Incluso ellos, sin embargo, aplaudieron cuando el flamante presidente reiteró que este mismo día se instalaría la comisión que se encargará de encarar ese doloroso tema.

El largo discurso de López Obrador ganó gritos en contra de quienes ahora están en minoría y aplausos cada vez que se refirió a terminar con males que hereda: la “mal llamada reforma educativa”, la crisis de salud pública, los salarios miserables, los migrantes como principal fuente de ingresos del país, la tragedia de los damnificados por los sismos, y un largo etcétera.

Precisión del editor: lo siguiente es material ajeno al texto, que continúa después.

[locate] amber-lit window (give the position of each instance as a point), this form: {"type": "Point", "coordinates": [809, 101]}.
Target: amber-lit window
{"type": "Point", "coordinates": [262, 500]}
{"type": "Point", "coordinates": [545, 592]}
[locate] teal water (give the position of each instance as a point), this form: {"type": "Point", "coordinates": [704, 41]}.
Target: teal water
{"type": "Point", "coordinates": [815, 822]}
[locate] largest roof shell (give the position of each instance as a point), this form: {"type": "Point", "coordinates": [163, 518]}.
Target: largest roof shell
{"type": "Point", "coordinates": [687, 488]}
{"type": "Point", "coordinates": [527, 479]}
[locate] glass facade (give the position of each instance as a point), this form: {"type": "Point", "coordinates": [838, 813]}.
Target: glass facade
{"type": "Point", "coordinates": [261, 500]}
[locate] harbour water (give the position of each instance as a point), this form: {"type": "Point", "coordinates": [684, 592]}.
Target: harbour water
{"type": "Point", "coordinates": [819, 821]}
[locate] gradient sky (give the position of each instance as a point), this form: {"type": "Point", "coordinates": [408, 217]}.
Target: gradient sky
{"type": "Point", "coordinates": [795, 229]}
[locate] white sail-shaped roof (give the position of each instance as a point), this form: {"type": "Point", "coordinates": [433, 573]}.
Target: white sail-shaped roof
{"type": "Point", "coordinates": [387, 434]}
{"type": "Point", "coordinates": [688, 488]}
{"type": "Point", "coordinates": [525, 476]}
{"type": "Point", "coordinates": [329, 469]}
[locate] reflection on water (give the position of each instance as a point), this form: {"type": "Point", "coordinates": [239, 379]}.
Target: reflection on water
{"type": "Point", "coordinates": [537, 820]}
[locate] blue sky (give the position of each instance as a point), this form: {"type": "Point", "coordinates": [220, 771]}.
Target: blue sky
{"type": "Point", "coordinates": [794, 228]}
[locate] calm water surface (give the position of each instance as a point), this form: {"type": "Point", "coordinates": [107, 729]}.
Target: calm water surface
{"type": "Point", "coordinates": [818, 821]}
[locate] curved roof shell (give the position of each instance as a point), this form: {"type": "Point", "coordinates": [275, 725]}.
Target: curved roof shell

Entre los invitados especiales estaba el guerrerense Lucas Benítez, dirigente de los jornaleros del jitomate en Florida que ha vencido a los gigantes de la comida rápida en Estados Unidos. Se dijo emocionado de vivir este día y sólo lamentó que en el restaurante que su esposa administra en el otro lado, nadie pidió de comer hasta que terminaron de escuchar el discurso del nuevo presidente de México.